When Humor Humiliates
For gelotophobes, even good-natured laughter can sound a lot like ridicule
By Susan Gaidos
It started as a quiet dinner conversation, punctuated with laughter. Soon, the rapid-fire “ha-ha-has” took on the tone of gunfire. Convinced it was directed at him, the young man got up to confront the noisy diners.
Naturally, the guests at the next table had no idea what the problem was. They were simply enjoying themselves and … laughing. Embarrassed by his outburst, the young man left the restaurant and never returned.
By most accounts, laughter is good medicine, the best even. But for some, such as the embarrassed diner, a good-natured chuckle isn’t funny at all. Morbidly averse to being the butt of a joke, these folks will go out of their way to avoid certain people or situations for fear of being ridiculed. For them, merely being around others who are talking and laughing can cause tension and apprehension.
Until recently, such people might have been written off as spoilsports. But in the mid-1990s, an astute German psychologist recognized the problem for what it is: a debilitating fear of being laughed at. Over the past decade, psychologists, sociologists, linguists and humor experts have examined this trait, technically known as gelotophobia. Though it sounds like an ailment involving Italian ice cream, scientists worldwide now recognize it as a distinct social phobia. Studies of causes and consequences of gelotophobia were among the topics presented in June in Long Beach, Calif., at a meeting of the International Society for Humor Studies.
Most people fear being laughed at to some degree and do their best to avoid embarrassment. One thing that sets gelotophobes apart is their inability to distinguish ridicule from playful teasing. For them, all laughter is aggressive, and a harmless joke may come across as a mean-spirited assault.
“They seem to have problems interpreting humor correctly,” says psychologist Willibald Ruch of the University of Zurich. “They probably do not understand the positive side of humor, and cannot experience it in a warm way but rather as a means to put others down.”
Ruch and colleagues have developed assessment tools to help clinicians demarcate the merely flustered from the truly fearful. In recent years, his team has surveyed more than 23,000 people in 73 countries and found gelotophobia present to some degree in every nation, affecting from 2 to 30 percent of the population.

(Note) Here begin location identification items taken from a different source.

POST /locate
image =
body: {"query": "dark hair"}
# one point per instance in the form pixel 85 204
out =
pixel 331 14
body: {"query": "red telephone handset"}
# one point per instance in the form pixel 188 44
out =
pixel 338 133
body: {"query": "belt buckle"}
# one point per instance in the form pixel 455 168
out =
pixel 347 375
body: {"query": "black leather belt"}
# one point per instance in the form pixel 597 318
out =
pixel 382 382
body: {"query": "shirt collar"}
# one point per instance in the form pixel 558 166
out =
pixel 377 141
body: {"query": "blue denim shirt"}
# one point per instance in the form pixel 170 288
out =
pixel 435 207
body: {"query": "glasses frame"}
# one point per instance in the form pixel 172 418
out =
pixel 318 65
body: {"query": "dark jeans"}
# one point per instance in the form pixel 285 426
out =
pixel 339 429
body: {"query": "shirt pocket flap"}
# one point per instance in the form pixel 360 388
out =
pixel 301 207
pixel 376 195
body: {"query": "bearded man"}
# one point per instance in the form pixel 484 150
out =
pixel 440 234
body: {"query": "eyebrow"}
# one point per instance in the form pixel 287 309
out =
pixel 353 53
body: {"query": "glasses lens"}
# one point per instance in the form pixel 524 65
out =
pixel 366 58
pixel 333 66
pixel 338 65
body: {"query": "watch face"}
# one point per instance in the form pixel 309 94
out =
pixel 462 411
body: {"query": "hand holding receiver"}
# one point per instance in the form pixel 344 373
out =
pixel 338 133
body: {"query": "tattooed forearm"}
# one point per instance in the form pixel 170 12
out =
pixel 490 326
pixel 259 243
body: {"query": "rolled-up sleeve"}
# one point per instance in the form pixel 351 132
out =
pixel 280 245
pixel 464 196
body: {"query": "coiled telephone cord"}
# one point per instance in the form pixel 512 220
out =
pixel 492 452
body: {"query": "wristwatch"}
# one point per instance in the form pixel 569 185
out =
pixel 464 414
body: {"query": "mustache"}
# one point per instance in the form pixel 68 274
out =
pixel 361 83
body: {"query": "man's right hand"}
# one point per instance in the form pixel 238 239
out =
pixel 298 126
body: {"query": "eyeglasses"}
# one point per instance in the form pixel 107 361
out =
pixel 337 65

In the United States, the incidence is about 11 percent, researchers said at the meeting in California.
When asked about recent occasions where they were laughed at, gelotophobes don’t list more occurrences than others do. They do, however, experience such events as more painful.
“The gelotophobes reported a much higher intensity of being laughed at, and for a longer duration,” says Ruch. “Also, it takes them much longer to calm down.”
Studies using cartoons to illustrate people laughing in various situations show that those with a fear of being laughed at are more likely to assume that the laughter is directed at them. Other studies using laugh tracks show that gelotophobes have problems distinguishing a happy har-de-har from a scornful snicker.
Scientists studying the negative effects of being the target of others’ laughter say such studies may help psychologists and psychiatrists treat patients with various types of social anxieties. The findings may also be used to better assess incidents of bullying at school and work, where nonphysical belittling and intimidation are commonplace.
“It’s not yet studied how many impulsive violent acts were carried out in response to ridicule,” Ruch says. Similarly, acts of revenge are often based on sensitivity to mocking and ridicule, he adds, pointing to a number of tragic school shootings where the gunmen left notes indicating that their classmates had laughed at them.
“Obviously, those experiences were so salient for them that they put it into their last letter,” he says.